- (1) Department of Veterinary Disease Biology, Faculty of Health and Medical Sciences, 100 Dyrlægevej, Frederiksberg C, DK-1870, Denmark
- (2) Department of Plant and Environmental Sciences, Faculty of Science, Section for Organismal Biology, 40 Thorvaldsensvej, DK-1871, Frederiksberg C, Denmark
- (3) University of Copenhagen, grid.5254.6, KU
BACKGROUND: Infections and clinical cases of Angiostrongylus vasorum in dogs are found increasingly across Europe, thus rendering knowledge on its infection biology more important. We used red foxes as a carnivore model to examine the effect of host age and infection dose on the establishment of adult A. vasorum in single experimental infections. METHODS: Fourteen juvenile and fourteen adult red foxes, free of metastrongyloid infections, were given a low (50) or high (200) dose of third-stage larvae (L3) of A. vasorum. Two groups of three foxes of each age group served as uninfected controls. Larval excretion by Baermann and blood parameters were followed for ten weeks. Worm counts were performed at necropsy by sequential perfusion, dissection and Baermann method. RESULTS: The establishment rate (i.e. recovery in percentage of inoculation dose) of A. vasorum primary infections in red foxes was associated with host age and inoculation dose. In the low dose juveniles, 61% (range 52-72%) of the infection dose was recovered as worms in the pulmonary arteries and heart at necropsy while only 35% (21-50%) were recovered in the high dose. Corresponding establishment rates for adults were 39% (18-98%) and 8% (1-21%). In juveniles, a higher dose resulted in significantly higher adult worm counts, higher larval excretion and more pronounced pathophysiological changes, particularly in coagulation parameters. Earlier onset of patency was also found in the juveniles. In contrast, the larval excretion in high dose adults was very low and two infected animals never reached patency. However, a few adults showed only limited resistance as judged by excretion of larvae. The increase to very high larval excretion levels (> 4,000 larvae per g of faeces) after several months in a single animal, indicated that any potential acquired immunity does not affect worm fecundity.
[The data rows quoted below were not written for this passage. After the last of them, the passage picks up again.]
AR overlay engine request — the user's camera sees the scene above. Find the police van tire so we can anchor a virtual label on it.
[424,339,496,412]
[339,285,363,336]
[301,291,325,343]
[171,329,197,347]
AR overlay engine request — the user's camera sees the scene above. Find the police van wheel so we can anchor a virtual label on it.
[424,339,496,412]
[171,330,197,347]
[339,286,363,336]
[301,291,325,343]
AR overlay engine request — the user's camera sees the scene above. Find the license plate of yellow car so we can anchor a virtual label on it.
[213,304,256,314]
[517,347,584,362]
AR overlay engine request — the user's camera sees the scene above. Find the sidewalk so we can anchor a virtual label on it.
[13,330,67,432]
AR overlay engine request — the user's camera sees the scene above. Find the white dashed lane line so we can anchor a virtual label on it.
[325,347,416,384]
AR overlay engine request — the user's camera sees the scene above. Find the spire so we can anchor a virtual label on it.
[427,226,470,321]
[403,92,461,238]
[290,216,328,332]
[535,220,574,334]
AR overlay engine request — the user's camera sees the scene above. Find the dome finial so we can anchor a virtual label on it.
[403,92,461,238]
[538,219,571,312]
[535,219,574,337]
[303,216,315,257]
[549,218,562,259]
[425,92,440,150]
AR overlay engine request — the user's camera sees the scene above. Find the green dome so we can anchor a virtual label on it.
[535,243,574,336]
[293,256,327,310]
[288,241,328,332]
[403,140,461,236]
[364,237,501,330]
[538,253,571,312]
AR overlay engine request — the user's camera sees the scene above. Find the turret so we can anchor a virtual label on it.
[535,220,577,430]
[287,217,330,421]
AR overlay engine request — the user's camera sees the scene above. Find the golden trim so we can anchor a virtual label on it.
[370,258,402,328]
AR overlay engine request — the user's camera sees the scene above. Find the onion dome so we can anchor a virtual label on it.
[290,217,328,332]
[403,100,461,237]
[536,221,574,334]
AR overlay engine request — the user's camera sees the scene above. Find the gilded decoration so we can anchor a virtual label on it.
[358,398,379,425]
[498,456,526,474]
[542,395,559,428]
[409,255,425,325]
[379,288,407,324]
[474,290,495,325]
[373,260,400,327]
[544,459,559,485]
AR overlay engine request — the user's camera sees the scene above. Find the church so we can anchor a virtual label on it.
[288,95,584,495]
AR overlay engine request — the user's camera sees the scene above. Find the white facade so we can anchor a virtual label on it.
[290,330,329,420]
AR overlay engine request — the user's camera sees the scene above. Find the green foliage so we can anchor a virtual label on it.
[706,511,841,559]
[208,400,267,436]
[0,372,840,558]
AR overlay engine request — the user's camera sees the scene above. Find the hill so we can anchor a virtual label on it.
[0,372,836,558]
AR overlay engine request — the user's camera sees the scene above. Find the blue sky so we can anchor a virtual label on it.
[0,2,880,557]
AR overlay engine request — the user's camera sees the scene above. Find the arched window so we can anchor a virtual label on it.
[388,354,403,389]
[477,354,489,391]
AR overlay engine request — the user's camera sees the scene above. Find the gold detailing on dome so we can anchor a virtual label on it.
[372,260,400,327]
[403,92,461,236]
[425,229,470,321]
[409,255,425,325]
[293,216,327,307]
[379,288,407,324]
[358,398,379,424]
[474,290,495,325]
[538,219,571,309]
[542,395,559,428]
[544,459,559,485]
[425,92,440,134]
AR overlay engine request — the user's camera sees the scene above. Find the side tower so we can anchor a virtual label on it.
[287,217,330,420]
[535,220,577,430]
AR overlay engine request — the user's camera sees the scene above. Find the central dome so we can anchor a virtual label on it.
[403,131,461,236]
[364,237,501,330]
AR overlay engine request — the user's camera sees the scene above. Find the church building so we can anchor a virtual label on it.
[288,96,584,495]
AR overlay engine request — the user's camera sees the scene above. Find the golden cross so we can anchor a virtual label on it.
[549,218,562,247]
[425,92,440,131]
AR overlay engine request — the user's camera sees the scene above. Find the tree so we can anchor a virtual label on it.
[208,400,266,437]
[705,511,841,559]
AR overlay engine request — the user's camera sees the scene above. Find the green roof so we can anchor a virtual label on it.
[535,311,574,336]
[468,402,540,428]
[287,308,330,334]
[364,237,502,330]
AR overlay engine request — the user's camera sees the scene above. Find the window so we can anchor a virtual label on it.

CONCLUSIONS: Resistance to a primary A. vasorum infection was generally higher in older animals, and this age resistance was reflected in lower worm counts and reduced excretion of larvae. The juvenile red foxes were fully susceptible, as reflected in high establishment rates. Although severe clinical disease was never observed in the foxes, A. vasorum infections in red foxes appear to be chronic and moreover, to resemble infections in dogs. The results underline the red fox as a suitable model as well as natural reservoir for the parasite.